As well as the obvious dead fish etc the other thing that make me worry are:

Non-aquatic plants for sale. 

Deformed fish in the "cheap fish" range . 

A lot of surface scum on the tanks.
If a shop looks UK I try and talk to the owner (or fish buyer if it is chain shop), once I've found a "_fish-keeper with a shop_", I buy from them.

Best two locally for me are:
"Pet Care" 1A St Paul St, Chippenham SN15 1LJ, which is a small general pet shop and you wouldn't have much expectation for it, it doesn't have a huge range of fish but  they are really well cared for (owner is "Arthur").

and

The <"MA at Leekes at Melksham">, not usually my sort of thing, but the fish buyer (ask for "Tom") is a fish keeper and breeder, and likes more unusual fish.

cheers Darrel


----------



## ian_m (4 Mar 2016)

Aquajardan at Southampton is my favourite.

Other shops I have bought from in local area, have given my tank ich and snails and fish that don't last long....


----------



## Colinlp (4 Mar 2016)

General appearance is my first clue. Clean tanks, glass everything, no dead fish. Just those first impressions as you walk in


----------



## John S (4 Mar 2016)

Pretty much as above. Cleanliness of tanks, fish condition, labels (fish max size, or recommended group size and whether community or specialist etc)

My LFS is appalling for having dead fish on display and ones that have been dead for some time.
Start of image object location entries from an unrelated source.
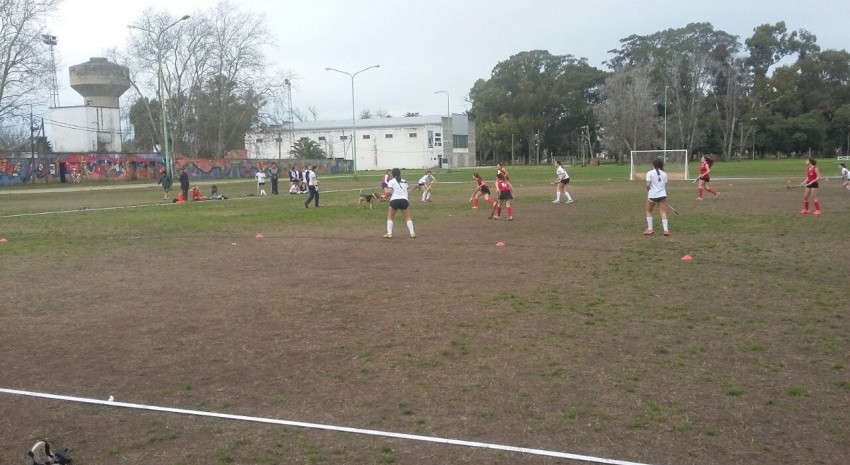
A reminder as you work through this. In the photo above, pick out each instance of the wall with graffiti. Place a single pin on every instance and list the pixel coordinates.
(89, 167)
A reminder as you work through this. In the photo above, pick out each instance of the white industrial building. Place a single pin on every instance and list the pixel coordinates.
(416, 142)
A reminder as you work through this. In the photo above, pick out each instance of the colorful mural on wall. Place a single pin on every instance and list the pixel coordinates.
(92, 167)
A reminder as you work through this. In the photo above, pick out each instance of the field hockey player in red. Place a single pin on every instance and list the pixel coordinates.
(811, 186)
(705, 177)
(505, 195)
(481, 190)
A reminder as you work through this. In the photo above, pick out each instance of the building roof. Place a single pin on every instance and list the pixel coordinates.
(368, 123)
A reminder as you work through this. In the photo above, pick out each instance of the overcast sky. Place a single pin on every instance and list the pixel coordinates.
(428, 46)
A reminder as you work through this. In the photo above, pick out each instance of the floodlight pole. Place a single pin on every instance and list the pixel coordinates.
(161, 90)
(353, 116)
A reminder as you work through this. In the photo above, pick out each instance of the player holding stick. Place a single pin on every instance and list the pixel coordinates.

I did use to use it for cheap frozen food but on my last visit there were 14 places (the smallest 7" in  4x1x1 foot tank and a tank of Platties that had the most white spot I'd ever seen in my life, so I'd rather go to a shop where the frozen food cost more but they take care of their livestock.

I avoid places that have dyed fish and the selling of non aquatic plants annoys me.


----------



## darren636 (4 Mar 2016)

I did recommend Maidenhead aquatics wimborne, but for the last year it's been one big tank of death.
Multiple dead fish, often in the same tank. 
Filthy substrates and glass.
Their r/o water was a disgrace at 130+ppm.
Shocking decline.


----------



## cooling (4 Mar 2016)

My 2 LFS are a disgrace! , i wont name and shame them .These are the things i look for when buying fishes.
Cleaniess of the shop , no dead fishes , clean tanks and frames , and fish that havnt been put in too small a tank ....
I would recommend both MA Fareham and Southsea .


John S said:


> I avoid places that have dyed fish and the selling of non aquatic plants annoys me.


----------



## Sk3lly (4 Mar 2016)

I always find the fish im there to buy and check appearance of them. Before asking staff to bag them up i will do a quick walk around of all other tanks to check for the dreaded ich! 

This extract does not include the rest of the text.